Santa Sé publica documento sobre ideologia de género

Santa Sé publica documento sobre ideologia de género

Um dos tópicos mais fraturantes entre a Igreja e a socidade atual conhece novos contornos com a publicação deste documento. Não há propriamente uma novidade na posição da Igreja, mas sim um clarificar de posições sobre o tema, que tem várias interpretações e considerações mesmo dentro da Igreja.

A Santa Sé publicou um novo documento sobre a “ideologia do género”, contestando quem pretende eliminar a diferença homem-mulher. «A formação da identidade baseia-se na alteridade; na família, a relação perante a mãe e o pai facilita à criança a elaboração da sua própria identidade-diferença sexual. O género "neutro" ou "terceiro géner"’, pelo contrário, surge como uma construção fictícia», refere o cardeal Giuseppe Versaldi, prefeito da Congregação para a Educação Católica, organismo responsável pela publicação.

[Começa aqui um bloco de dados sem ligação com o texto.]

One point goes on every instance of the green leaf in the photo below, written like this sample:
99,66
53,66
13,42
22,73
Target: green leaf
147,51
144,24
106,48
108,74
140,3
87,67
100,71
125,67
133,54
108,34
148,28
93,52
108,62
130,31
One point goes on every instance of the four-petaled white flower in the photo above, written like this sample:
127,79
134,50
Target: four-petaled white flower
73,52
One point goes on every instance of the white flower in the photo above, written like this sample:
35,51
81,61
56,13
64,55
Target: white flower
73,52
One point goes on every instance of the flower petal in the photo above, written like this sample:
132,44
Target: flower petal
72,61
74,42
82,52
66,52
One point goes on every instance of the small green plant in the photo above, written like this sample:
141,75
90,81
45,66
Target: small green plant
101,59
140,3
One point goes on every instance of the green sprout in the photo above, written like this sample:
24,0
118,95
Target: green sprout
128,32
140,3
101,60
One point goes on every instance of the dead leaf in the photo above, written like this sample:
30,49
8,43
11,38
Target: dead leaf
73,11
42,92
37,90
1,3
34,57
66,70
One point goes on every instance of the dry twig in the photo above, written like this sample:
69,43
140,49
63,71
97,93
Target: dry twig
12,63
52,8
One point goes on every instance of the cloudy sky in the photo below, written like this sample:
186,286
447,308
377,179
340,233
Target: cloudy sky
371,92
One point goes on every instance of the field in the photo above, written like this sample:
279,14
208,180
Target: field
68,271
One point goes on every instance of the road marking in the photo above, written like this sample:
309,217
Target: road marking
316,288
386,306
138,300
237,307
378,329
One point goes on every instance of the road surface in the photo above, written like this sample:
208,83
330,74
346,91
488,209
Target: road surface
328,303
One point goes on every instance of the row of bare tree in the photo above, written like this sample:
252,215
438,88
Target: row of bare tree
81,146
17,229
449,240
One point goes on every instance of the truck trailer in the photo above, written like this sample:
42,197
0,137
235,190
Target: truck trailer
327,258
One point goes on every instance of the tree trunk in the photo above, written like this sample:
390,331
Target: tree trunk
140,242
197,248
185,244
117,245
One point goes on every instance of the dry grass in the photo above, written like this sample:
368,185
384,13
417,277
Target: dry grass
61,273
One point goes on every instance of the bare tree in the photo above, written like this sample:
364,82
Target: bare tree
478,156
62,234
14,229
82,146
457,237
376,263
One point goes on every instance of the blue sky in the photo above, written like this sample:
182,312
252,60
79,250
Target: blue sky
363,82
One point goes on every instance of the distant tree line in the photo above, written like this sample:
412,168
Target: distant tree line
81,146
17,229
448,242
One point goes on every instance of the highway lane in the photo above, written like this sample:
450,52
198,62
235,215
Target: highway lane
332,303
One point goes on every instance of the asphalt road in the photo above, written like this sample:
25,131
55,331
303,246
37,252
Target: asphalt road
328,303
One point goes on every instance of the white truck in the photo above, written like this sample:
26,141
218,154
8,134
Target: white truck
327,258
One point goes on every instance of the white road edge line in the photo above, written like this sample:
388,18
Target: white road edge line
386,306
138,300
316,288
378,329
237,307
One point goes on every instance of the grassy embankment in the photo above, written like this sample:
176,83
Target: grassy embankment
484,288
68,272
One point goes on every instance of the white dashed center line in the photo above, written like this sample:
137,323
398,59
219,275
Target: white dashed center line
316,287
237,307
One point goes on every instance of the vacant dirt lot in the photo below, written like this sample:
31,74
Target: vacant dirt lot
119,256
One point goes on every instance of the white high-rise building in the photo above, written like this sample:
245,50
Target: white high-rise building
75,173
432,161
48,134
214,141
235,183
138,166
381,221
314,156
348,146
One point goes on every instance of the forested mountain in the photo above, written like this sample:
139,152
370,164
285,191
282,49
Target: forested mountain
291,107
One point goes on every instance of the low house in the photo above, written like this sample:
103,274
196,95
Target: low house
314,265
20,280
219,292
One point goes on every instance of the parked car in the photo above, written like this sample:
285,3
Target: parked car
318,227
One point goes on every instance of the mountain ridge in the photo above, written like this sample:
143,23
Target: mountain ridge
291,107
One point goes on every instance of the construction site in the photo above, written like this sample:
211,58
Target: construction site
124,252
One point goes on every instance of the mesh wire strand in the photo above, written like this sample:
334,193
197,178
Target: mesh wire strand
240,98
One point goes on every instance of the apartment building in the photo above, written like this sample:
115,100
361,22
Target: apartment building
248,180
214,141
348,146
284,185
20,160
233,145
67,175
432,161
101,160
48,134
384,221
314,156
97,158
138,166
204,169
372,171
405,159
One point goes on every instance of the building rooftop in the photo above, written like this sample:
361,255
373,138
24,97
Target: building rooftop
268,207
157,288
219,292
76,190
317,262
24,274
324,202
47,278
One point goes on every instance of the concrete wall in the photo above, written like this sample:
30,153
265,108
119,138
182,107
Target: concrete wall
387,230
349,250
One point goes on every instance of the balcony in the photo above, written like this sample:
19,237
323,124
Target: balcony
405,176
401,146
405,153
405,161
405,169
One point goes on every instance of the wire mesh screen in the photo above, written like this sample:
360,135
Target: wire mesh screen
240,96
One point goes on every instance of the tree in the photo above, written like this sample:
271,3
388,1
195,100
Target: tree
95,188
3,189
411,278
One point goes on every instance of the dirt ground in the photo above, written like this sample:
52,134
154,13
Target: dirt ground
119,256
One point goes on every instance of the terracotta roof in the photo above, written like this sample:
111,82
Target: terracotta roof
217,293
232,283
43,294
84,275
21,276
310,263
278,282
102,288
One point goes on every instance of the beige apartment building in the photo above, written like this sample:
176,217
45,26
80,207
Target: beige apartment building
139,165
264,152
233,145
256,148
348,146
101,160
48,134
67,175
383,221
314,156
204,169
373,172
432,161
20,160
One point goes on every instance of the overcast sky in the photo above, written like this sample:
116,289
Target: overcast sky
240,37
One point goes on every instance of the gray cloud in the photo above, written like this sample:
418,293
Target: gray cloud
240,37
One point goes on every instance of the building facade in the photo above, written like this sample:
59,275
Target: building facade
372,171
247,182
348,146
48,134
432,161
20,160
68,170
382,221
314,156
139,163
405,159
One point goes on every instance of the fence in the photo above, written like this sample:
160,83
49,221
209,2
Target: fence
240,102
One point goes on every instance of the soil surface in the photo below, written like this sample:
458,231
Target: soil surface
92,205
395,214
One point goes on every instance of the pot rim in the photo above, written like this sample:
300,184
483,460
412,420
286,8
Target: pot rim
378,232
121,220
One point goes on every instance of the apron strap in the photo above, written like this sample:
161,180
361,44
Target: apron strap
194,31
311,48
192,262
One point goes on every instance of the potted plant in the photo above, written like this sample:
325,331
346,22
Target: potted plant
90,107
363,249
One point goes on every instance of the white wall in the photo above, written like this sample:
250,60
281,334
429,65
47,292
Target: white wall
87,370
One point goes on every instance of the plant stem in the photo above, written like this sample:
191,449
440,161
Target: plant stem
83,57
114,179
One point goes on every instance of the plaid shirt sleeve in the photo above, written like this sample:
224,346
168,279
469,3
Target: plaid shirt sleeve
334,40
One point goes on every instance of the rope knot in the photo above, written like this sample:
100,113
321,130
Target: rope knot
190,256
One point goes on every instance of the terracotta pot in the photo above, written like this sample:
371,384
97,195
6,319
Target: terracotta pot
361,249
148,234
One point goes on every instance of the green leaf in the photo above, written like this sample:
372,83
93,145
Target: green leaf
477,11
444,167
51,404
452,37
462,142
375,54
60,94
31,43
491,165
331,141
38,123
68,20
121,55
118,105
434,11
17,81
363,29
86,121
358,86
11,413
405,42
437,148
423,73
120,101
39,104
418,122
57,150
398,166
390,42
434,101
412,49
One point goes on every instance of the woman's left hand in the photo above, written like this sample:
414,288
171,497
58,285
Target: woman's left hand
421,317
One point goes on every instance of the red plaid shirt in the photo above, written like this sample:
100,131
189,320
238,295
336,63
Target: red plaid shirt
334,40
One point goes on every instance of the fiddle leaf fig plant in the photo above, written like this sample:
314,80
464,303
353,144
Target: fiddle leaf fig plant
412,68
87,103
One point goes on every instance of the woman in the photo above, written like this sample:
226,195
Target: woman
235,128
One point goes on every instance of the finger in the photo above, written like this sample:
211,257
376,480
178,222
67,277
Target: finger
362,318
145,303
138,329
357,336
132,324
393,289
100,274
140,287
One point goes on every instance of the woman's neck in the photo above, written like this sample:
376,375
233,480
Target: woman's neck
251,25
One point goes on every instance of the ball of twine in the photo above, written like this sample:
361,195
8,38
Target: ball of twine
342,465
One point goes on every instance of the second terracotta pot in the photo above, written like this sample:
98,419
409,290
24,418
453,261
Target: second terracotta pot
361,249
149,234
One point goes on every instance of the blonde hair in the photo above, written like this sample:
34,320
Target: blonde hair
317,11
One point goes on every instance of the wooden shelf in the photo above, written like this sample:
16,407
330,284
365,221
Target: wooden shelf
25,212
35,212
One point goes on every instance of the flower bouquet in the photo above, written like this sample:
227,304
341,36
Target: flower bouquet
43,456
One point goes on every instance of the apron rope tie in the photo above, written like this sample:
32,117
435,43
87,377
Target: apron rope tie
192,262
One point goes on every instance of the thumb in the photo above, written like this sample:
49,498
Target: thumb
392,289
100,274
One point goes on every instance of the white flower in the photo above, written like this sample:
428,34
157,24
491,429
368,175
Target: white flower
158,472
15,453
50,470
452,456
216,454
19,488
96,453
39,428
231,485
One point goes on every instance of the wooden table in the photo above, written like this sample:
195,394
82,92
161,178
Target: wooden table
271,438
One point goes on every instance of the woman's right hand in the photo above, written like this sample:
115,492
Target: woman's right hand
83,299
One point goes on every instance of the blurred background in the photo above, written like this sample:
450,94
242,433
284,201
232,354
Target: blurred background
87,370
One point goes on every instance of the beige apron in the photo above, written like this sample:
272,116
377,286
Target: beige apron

O "ministro da Educação" do Vaticano assinala, em entrevista ao portal Vatican News, que «teorias do gender, particularmente as mais radicais, distanciam-se dos dados naturais chegando a uma opção total pela decisão do sujeito emotivo». «Pretende-se eliminar a diferença sexual,
tornando-a irrelevante para o desenvolvimento da pessoa», acusa.

Na mesma entrevista, o cardeal indica que este é um texto «metodológico», não doutrinal», que visa «educar as jovens gerações a enfrentar esses temas num tempo em que há muita confusão sobre isso», ao mesmo tempo que pede «respeito» pelas opiniões da Igreja sobre o assunto, afirmando que também a Igreja respeita as «posições distantes das nossas».

É por isso que o texto é muito crítico da «desorientação antropológica que caracteriza amplamente o clima cultural do nosso tempo». «Certamente contribuiu na destruturação da família com a tendência a apagar a diferenças entre homem e mulher, consideradas como simples efeitos de um condicionamento histórico-cultural», pode ler-se no documento.

O texto da Santa Sé sublinha o «dado biológico da diferença sexual entre homem e mulher», e refere a necessidade de distinguir «entre a ideologia do gender e as diversas investigações sobre gender realizadas pelas ciências humanas. A ideologia pretende, como afirma o Papa Francisco, “dar resposta a certas aspirações por vezes compreensíveis”, mas procura “impor-se como pensamento único que determina até mesmo a educação das crianças” e portanto exclui o encontro».

O responsável admite que houve desenvolvimentos positivos, nas reflexões sobre o género, como uma maior consciência da «igual dignidade entre homem e mulher» e a «educação das crianças e dos jovens para respeitar todas as pessoas», contra qualquer forma de bullying e de discriminação, além do «aprofundamento do valor da feminilidade».

No entanto, o texto levanta sérias dúvidas sobre o «dualismo antropológico» que se cria com esta ideologia: «A separação entre corpo reduzido à matéria inerte e a vontade que se torna absoluta, manipulando o corpo para o seu próprio prazer.» «Este fisicismo e voluntarismo
dão lugar ao relativismo, onde tudo é equivalente e indiferenciado, sem ordem e sem  finalidade. Todas estas teorias, das moderadas às mais radicais, afirmam que o gender (género) acaba por ser mais importante que o sex (sexo). Isto determina, em primeiro lugar, uma revolução cultural e ideológica no horizonte relativista, e, em segundo lugar, uma revolução jurídica, porque estas instâncias promovem direitos individuais e sociais específicos», critica a Congregação para a Educação Católica, responsável pela elaboração do documento.

O texto está dividido em três partes, começando pelos «pontos de encontro e as críticas» na questão do género, elogiando a «apreciável exigência de lutar contra qualquer expressão de injusta discriminação».

A segunda parte é uma «reflexão crítica » sobre os aspetos que levam a propor, a nível antropológico, «uma identidade pessoal e uma intimidade afetiva radicalmente desvinculada da diferença biológica entre masculino e feminino».

O documento do Vaticano conclui com uma proposta de discernimento sobre «a verdade da pessoa e sobre o significado da sexualidade humana», algo que cada pessoa «deve respeitar e não pode manipular como lhe apetece».

O texto é agora confiado pela Santa Sé aos presidentes das conferências episcopais, para que possa chegar às comunidades educativas das escolas católicas e àqueles que, «animados pela visão cristã da vida, trabalham noutras escolas» e organizações do sector, pais e estudantes, noticia a Agência Ecclesia.